Komünizm, sadece eski komünist ülkelerde varlığını sürdürmemektedir. Aynı zamanda şu an dünyada Müslüman kimliğiyle bilinen, hatta İslam Cumhuriyeti ismi taşıyan ülkelerde bile hakim bir rejimdir. Son dönemlerde çeşitli Ortadoğu ve Kuzey Afrika ülkelerinde ortaya çıkan ve Arap Baharı olarak isimlendirilen karışıklıklara baktığımızda bu durumu kolaylıkla fark etmek mümkündür.
Bilindiği gibi Mısır, Suriye, Libya, Filistin, Irak gibi ülkelerde, Arap sosyalizmi yıllardır çok yoğun bir şekilde yaşanmaktadır. Bu ülkelerde yıllarca Marksist zihniyetin getirdiği komünist anlayış hakim olmuştur. Dışarıdan bakıldığında söz konusu ülkeler farklı bir görünüm ve isim altında varlıklarını sürdürseler de, aslında Marksist-komünist zihniyet bu ülkelerdeki etkisini hiçbir zaman kaybetmemiştir.

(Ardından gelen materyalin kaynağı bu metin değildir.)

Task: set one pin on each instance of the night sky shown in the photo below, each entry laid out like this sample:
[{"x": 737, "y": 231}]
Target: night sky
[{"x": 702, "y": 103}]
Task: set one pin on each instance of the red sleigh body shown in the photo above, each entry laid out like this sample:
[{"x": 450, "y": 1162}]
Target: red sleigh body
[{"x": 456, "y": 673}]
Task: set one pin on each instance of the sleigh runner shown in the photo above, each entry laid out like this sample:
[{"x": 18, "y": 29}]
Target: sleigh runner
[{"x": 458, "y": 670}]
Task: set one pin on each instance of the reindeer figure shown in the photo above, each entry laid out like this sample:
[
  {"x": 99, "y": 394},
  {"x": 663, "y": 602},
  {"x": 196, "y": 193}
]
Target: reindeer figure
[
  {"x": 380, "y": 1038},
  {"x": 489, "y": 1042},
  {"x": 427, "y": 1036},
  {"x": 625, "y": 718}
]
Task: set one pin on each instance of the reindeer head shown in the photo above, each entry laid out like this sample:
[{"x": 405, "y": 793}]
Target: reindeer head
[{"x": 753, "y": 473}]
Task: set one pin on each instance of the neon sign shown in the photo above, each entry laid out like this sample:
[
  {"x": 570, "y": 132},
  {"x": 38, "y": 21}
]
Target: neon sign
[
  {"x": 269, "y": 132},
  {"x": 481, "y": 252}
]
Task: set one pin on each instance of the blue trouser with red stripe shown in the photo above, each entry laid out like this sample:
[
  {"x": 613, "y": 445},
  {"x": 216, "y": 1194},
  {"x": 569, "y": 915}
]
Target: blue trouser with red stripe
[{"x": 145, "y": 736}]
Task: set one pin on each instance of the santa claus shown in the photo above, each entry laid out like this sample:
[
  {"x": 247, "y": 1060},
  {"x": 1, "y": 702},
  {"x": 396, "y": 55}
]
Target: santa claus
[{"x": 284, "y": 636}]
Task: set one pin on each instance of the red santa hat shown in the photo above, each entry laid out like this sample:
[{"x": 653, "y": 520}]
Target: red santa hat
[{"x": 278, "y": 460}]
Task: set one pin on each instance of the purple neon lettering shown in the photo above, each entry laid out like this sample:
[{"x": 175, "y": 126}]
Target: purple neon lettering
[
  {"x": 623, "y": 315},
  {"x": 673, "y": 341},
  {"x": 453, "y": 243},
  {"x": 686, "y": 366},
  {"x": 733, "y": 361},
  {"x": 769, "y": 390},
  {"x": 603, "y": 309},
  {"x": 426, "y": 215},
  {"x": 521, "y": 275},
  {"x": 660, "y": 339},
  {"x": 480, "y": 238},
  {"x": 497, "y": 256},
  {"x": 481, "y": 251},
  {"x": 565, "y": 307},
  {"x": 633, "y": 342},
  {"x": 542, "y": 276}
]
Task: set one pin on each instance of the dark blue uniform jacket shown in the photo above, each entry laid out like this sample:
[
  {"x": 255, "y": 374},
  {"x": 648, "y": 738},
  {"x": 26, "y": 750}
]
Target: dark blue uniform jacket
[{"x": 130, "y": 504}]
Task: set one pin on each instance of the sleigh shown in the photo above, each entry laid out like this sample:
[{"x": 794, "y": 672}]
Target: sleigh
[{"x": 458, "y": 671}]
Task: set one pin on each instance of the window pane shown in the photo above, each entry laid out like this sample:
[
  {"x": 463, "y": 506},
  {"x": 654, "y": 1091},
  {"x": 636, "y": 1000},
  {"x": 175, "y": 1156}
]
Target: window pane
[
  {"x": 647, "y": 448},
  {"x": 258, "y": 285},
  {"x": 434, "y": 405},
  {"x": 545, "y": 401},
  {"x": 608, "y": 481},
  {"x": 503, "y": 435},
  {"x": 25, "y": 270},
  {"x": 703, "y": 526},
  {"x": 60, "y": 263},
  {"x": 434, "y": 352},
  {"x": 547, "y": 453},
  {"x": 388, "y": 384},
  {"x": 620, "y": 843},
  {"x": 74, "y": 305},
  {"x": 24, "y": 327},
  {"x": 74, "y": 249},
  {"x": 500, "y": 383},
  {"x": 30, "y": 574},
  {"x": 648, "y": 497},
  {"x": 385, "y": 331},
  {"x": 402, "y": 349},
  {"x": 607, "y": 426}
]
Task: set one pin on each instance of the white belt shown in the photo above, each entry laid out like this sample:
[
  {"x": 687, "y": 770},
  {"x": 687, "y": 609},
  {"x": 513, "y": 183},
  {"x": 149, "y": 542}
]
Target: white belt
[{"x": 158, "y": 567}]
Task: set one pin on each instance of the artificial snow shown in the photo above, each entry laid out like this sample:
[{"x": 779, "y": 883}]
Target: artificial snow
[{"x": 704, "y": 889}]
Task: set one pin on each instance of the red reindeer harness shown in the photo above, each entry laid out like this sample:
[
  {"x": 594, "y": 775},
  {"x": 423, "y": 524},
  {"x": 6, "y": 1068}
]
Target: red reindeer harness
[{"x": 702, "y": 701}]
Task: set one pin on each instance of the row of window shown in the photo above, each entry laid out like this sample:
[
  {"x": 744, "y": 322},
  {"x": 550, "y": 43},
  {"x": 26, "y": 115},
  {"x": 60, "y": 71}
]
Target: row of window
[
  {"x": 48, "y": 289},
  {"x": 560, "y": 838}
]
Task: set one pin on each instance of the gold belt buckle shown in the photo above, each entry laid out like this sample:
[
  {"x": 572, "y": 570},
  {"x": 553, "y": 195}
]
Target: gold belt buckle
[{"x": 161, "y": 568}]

Devletler, içten içe hep bu rejim dahilinde yönetilmişlerdir ve halen yönetilmektedirler.
Bu ülkeler dünyadaki iki bloktan birinin yani Rusya ve Çin’in başını çektiği komünist blokun temsilcisidirler. Karşılarında ise Amerika’nın başı çektiği kapitalist, liberal blok vardır. Örneğin komünist blokun en önemli temsilcilerinden biri olan İran’da, İslami bir yönetim varmış gibi görünmesine rağmen geri planda Marksist-komünist anlayış hakimdir. Hatırlanacağı gibi “İran İslam Cumhuriyeti” bir devrimle oluşturulmuştur. Bu devrim, bir komünist parti ile birlikte yapılmıştır ve bu devrimle komünist bir anlayışın yerleştirilmesi amaçlanmıştır. Bunu yapılan eylemden de anlamak mümkündür. “Devrim”, komünist bir kavramdır. İslam ile devrim kelimesi asla bağdaşmaz. Dolayısıyla “İran İslam Cumhuriyeti” ismi, gerçekte aldatıcıdır. İran’daki yönetim gerçekte İslami bir yönetim değildir.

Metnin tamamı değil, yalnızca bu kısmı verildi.